Editorials

The tax affairs of Nadhim Zahawi raise important questions about propriety

Rishi Sunak was selected by his MPs to be prime minister partly as a reaction against the cavalier ways of Boris Johnson. In his first words as premier in Downing Street, Mr Sunak declared: “This government will have integrity, professionalism and accountability at every level. Trust is earned.”

Indeed it is, but Mr Sunak’s lofty promises have come to haunt him time and again in his so far brief tenancy of No 10, most recently when he inexplicably refused to talk about whether he used the NHS. Mr Sunak has since been a little more forthcoming, and the issue has died down. The tax affairs of Nadhim Zahawi also raise important questions about propriety, and they are not dying down. Mr Zahawi is chairman of the Conservative Party and, thus, one of the faces of the party as it approaches the general election – though a face with a few metaphorical blemishes at the moment. More to the point, he is a former chancellor of the Exchequer, and thus presumably in charge of His Majesty’s Revenue and Customs around the time when his own tax arrangements were under scrutiny.

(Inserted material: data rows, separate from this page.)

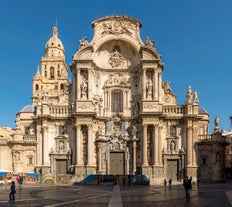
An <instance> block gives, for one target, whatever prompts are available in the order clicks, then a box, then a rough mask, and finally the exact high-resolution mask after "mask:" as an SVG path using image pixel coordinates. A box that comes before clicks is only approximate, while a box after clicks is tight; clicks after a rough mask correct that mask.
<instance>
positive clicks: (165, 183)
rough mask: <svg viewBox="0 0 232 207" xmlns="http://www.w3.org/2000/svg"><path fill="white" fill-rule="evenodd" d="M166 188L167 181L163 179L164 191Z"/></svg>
mask: <svg viewBox="0 0 232 207" xmlns="http://www.w3.org/2000/svg"><path fill="white" fill-rule="evenodd" d="M166 186H167V180H166V179H164V187H165V189H166Z"/></svg>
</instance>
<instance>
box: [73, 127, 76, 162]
mask: <svg viewBox="0 0 232 207" xmlns="http://www.w3.org/2000/svg"><path fill="white" fill-rule="evenodd" d="M72 134H73V142H72V146H74V149H73V154H72V156H73V160H72V165H75V164H76V163H77V148H76V147H75V146H77V139H76V137H77V130H76V125H74V126H73V127H72Z"/></svg>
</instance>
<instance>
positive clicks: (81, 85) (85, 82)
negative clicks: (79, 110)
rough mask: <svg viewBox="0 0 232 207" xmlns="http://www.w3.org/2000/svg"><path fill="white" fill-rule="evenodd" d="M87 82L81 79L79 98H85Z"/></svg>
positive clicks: (87, 89)
mask: <svg viewBox="0 0 232 207" xmlns="http://www.w3.org/2000/svg"><path fill="white" fill-rule="evenodd" d="M87 83H88V81H87V80H86V79H85V78H84V77H83V79H82V83H81V96H82V98H86V97H87V92H88V85H87Z"/></svg>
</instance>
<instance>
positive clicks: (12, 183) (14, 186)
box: [9, 181, 16, 201]
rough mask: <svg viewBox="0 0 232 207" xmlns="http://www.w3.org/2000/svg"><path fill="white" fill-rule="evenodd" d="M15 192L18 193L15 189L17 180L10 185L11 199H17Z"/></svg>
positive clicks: (10, 200)
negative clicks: (15, 185) (17, 192)
mask: <svg viewBox="0 0 232 207" xmlns="http://www.w3.org/2000/svg"><path fill="white" fill-rule="evenodd" d="M15 193H16V191H15V182H14V181H12V182H11V186H10V194H9V199H10V201H11V200H15V195H14V194H15Z"/></svg>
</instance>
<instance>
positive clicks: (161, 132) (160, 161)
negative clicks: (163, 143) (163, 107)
mask: <svg viewBox="0 0 232 207" xmlns="http://www.w3.org/2000/svg"><path fill="white" fill-rule="evenodd" d="M161 143H162V126H161V125H159V128H158V164H159V165H162V150H161V149H162V146H161Z"/></svg>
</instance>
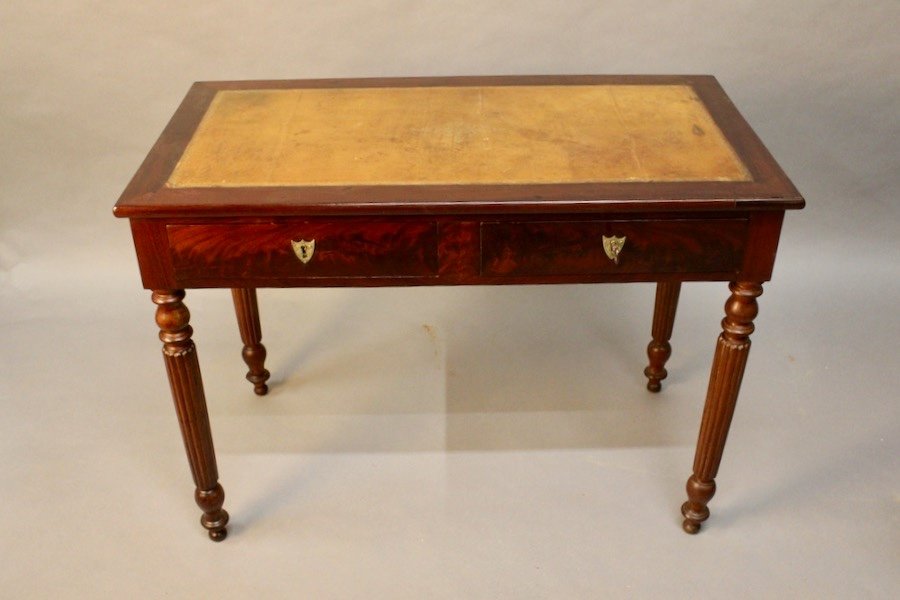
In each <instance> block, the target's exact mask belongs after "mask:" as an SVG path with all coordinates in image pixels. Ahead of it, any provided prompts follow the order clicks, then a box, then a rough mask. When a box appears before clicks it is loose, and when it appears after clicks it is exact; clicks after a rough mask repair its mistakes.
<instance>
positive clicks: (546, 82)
mask: <svg viewBox="0 0 900 600" xmlns="http://www.w3.org/2000/svg"><path fill="white" fill-rule="evenodd" d="M715 80H716V79H715V76H713V75H701V74H694V75H690V74H684V75H651V74H646V75H580V74H571V75H444V76H431V77H348V78H317V79H245V80H203V81H197V82H194V84H193V85H194V86H195V87H197V88H206V89H211V90H246V89H293V88H317V87H318V88H335V87H350V88H360V87H440V86H482V85H495V86H502V85H510V86H515V85H590V84H616V83H620V84H630V85H660V84H684V85H692V84H695V83H701V84H702V83H704V82H705V83H711V82H714V81H715Z"/></svg>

We cannot say for sure, because all Mr Zahawi will say is that he pays his taxes, while Downing Street will only add that the prime minister is happy to take him “at his word”. On the BBC, Michael Gove, at his most sophistic, drew a distinction between people who don’t pay their taxes – a story – and those who do pay their taxes – not a story. But people who end up in a dispute with HMRC over millions of pounds, and who are ministers of the crown paid for by the taxpayer? Mr Gove, a former journalist, should concede that that is indeed a bit newsworthy. Embarrassing to those in power, yes, but such is journalism.